Yes, in eight days, I will have blogged every single day for an entire year.  Although I had two guest bloggers in that time, I wrote (and rewrote) introductions for both of them, so I still contributed.  (Mr. Drescher wrote about his lifetime of learning, and Cathy Cuff Coffman shared reminisces of her gifted program in the 70s.)  Both offered perspectives that I could not.  Certainly, we have similar experiences, or are able to relate to some of what each of them shared, which is what makes the whole idea of social media and its ability to connect the seemingly unconnectedness in all of us to elicit nods, tears, laughter, and other emotions.

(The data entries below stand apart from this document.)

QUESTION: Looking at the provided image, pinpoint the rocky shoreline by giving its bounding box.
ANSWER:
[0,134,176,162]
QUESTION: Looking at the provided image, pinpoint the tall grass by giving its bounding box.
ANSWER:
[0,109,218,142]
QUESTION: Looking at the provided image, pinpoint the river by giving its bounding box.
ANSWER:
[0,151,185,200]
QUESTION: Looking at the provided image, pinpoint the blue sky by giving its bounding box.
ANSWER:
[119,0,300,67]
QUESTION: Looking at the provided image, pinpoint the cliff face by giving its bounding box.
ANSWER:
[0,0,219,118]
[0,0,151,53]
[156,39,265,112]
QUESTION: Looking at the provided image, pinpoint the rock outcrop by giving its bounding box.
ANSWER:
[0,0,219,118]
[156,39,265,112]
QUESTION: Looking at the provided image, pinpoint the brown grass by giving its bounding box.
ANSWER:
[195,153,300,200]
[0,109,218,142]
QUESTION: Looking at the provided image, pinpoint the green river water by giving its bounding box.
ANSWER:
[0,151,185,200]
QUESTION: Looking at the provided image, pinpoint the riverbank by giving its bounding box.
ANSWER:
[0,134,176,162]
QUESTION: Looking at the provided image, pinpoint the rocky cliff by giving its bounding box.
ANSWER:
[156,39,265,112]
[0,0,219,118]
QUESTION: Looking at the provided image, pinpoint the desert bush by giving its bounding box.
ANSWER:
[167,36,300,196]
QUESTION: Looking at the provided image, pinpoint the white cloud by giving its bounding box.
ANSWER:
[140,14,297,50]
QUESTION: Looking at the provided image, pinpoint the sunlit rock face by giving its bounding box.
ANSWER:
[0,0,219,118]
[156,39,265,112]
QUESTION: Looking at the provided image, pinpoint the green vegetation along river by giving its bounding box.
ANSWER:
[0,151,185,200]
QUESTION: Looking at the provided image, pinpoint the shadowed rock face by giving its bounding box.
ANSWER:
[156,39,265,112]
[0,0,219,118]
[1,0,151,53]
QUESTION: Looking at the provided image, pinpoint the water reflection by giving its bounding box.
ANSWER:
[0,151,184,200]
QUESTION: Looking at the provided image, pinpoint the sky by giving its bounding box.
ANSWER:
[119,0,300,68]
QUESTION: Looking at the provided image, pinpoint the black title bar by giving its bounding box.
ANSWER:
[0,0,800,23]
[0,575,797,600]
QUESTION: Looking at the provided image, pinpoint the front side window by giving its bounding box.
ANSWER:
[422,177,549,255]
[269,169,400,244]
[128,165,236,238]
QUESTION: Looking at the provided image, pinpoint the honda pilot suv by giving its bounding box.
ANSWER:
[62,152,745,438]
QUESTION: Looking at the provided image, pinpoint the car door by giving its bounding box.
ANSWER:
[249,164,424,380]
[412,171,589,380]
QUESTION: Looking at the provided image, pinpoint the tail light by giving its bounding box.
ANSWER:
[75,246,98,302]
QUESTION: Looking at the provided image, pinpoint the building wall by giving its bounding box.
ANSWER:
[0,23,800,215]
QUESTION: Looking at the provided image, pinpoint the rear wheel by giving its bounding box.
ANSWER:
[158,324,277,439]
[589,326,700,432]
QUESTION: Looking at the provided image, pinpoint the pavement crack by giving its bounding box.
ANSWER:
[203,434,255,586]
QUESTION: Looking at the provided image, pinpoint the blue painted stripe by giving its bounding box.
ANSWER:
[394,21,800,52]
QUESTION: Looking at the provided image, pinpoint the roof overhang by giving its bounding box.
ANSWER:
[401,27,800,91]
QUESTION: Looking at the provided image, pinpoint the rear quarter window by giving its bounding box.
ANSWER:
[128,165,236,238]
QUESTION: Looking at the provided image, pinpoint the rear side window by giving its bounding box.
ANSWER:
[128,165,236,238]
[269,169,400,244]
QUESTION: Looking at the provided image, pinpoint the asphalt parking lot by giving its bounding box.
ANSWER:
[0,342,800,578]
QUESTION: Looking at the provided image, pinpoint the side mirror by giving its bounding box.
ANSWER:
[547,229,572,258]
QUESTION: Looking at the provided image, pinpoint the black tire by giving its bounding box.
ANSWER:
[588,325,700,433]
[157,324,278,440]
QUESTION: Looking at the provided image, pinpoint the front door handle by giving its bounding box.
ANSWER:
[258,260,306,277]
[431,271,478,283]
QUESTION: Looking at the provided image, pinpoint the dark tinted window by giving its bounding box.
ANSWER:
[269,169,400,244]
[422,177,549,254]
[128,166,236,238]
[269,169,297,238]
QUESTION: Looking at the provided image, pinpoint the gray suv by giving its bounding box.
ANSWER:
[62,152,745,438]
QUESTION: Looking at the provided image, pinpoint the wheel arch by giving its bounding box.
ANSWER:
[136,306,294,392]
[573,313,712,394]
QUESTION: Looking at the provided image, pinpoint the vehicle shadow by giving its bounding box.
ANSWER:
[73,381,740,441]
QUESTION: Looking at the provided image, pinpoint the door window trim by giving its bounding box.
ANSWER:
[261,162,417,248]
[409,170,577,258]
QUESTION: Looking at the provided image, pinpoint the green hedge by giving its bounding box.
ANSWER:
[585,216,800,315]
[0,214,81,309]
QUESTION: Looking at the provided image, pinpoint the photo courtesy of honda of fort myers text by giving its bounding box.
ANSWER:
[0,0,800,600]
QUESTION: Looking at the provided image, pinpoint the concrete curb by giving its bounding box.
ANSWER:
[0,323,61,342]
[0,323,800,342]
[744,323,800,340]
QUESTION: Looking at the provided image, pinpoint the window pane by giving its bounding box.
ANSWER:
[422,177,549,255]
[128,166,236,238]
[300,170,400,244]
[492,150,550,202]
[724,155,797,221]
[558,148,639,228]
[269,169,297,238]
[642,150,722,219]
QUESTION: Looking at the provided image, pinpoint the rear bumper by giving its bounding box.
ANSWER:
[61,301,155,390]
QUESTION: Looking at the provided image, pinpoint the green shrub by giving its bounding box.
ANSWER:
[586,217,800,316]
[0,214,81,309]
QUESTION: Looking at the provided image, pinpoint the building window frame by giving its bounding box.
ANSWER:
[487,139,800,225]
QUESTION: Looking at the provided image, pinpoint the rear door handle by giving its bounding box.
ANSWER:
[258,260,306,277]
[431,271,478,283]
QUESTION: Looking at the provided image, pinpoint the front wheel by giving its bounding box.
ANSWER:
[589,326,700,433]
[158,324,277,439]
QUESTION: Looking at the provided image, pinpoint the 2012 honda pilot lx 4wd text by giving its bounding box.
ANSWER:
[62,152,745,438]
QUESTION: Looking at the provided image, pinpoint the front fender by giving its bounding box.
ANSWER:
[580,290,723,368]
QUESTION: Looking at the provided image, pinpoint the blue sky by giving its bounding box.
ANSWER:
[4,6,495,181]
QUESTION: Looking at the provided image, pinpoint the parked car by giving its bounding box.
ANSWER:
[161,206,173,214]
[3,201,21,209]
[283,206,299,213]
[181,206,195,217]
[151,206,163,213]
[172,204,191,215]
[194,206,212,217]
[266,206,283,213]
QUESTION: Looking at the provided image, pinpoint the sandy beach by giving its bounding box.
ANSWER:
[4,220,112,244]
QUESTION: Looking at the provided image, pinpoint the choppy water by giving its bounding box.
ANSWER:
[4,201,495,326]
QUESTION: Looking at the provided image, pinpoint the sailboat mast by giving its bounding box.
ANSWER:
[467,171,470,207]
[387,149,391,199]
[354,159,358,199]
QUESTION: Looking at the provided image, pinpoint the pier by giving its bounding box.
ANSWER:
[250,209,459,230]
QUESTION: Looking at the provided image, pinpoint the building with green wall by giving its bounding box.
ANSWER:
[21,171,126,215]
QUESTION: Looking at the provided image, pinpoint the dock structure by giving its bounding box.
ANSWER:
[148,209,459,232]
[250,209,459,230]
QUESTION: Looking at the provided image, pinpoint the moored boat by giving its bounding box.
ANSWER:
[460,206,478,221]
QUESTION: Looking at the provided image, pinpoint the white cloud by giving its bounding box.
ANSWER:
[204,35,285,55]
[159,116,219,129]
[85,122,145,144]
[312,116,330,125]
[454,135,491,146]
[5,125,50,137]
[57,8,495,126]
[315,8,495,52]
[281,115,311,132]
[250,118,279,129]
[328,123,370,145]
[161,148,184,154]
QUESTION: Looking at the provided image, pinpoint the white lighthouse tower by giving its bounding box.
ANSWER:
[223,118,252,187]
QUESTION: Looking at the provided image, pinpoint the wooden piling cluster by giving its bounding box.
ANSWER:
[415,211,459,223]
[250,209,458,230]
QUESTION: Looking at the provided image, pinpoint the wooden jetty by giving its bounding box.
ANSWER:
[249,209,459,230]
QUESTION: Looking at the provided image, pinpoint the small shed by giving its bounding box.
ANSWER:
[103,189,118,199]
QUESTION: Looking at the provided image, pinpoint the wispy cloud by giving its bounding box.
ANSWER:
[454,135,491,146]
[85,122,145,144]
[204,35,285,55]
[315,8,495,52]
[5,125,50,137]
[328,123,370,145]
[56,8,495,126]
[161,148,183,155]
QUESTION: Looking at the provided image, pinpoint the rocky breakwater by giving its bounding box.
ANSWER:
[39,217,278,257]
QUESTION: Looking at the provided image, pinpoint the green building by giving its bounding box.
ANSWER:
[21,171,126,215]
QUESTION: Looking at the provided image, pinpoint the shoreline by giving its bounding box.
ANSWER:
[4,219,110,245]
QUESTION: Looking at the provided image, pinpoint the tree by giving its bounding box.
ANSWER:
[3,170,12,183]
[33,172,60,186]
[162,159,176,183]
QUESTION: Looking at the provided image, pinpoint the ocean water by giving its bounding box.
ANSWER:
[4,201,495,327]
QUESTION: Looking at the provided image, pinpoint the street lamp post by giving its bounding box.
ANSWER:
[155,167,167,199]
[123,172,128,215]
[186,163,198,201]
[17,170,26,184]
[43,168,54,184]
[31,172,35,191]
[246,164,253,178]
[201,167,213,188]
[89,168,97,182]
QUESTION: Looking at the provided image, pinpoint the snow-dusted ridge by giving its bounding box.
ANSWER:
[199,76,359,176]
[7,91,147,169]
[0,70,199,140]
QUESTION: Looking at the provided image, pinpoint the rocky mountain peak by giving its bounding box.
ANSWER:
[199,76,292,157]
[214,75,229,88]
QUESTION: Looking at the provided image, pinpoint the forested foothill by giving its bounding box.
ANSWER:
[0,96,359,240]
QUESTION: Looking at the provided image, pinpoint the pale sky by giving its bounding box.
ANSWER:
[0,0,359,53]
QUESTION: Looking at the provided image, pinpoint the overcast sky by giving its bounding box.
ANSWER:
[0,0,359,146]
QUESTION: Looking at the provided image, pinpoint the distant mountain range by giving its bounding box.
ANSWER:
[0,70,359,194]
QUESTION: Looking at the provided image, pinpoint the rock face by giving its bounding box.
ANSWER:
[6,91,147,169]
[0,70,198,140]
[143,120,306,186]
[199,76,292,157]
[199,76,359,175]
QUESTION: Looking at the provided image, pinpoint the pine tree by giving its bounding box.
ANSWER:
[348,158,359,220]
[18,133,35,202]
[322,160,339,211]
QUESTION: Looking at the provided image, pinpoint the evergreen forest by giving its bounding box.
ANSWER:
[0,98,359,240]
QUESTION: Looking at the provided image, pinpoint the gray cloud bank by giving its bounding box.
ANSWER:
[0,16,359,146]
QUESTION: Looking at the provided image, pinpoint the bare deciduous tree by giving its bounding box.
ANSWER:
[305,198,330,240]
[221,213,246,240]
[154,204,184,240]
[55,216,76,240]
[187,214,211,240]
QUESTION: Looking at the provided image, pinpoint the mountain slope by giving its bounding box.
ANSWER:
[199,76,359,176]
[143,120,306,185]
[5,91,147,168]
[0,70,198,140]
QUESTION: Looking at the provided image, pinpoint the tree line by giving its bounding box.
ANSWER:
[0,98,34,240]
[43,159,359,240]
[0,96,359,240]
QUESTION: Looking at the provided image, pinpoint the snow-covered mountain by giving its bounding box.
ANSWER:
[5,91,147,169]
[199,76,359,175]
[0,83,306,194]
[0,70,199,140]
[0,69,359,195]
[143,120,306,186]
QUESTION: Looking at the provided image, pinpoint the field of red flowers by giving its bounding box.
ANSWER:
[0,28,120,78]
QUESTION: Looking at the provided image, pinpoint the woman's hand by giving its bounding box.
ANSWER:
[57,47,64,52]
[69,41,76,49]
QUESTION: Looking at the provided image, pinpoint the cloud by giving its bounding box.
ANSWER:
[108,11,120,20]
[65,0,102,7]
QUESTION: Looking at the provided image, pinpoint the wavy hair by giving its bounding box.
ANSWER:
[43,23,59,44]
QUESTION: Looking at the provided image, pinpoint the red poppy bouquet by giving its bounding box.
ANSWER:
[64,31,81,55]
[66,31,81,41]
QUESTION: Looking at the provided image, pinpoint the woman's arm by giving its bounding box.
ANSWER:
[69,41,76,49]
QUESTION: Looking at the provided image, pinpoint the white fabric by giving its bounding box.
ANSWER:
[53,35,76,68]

A week from now I plan to tell you about how much this experience has taught me, and how it has changed my life.  But today, I find myself wondering whether there even IS such a thing as life after blogging, and "How Much is Too Much?"  Various entries in this blog have been read by someone more than 36,000 times over its life.  This boggles my mind, so I push that number, and its real, or imaginary, potential significance, to the back of my head, focusing, instead, on the future.

Because tomorrow is Day #1 (or #3 for those of us who took advantage of summer Schoology training in August), of 189 for the 2014-15 school year.  Right now, the book is blank, offering limitless possibilities.

Yes, I'm still feeling the zen.  And I'm writing in pencil.

Because ink makes things permanent, limiting possibilities, and causing mind-boggling frustration when the schedules change.  And just like those two days in the last year, where I relied on a little help from my friends, I know that teaching is a shared experience, that every day is a new day, and that my colleague-friends are right there with me, with infinite laughter and support.  And pencils.  Many, many pencils.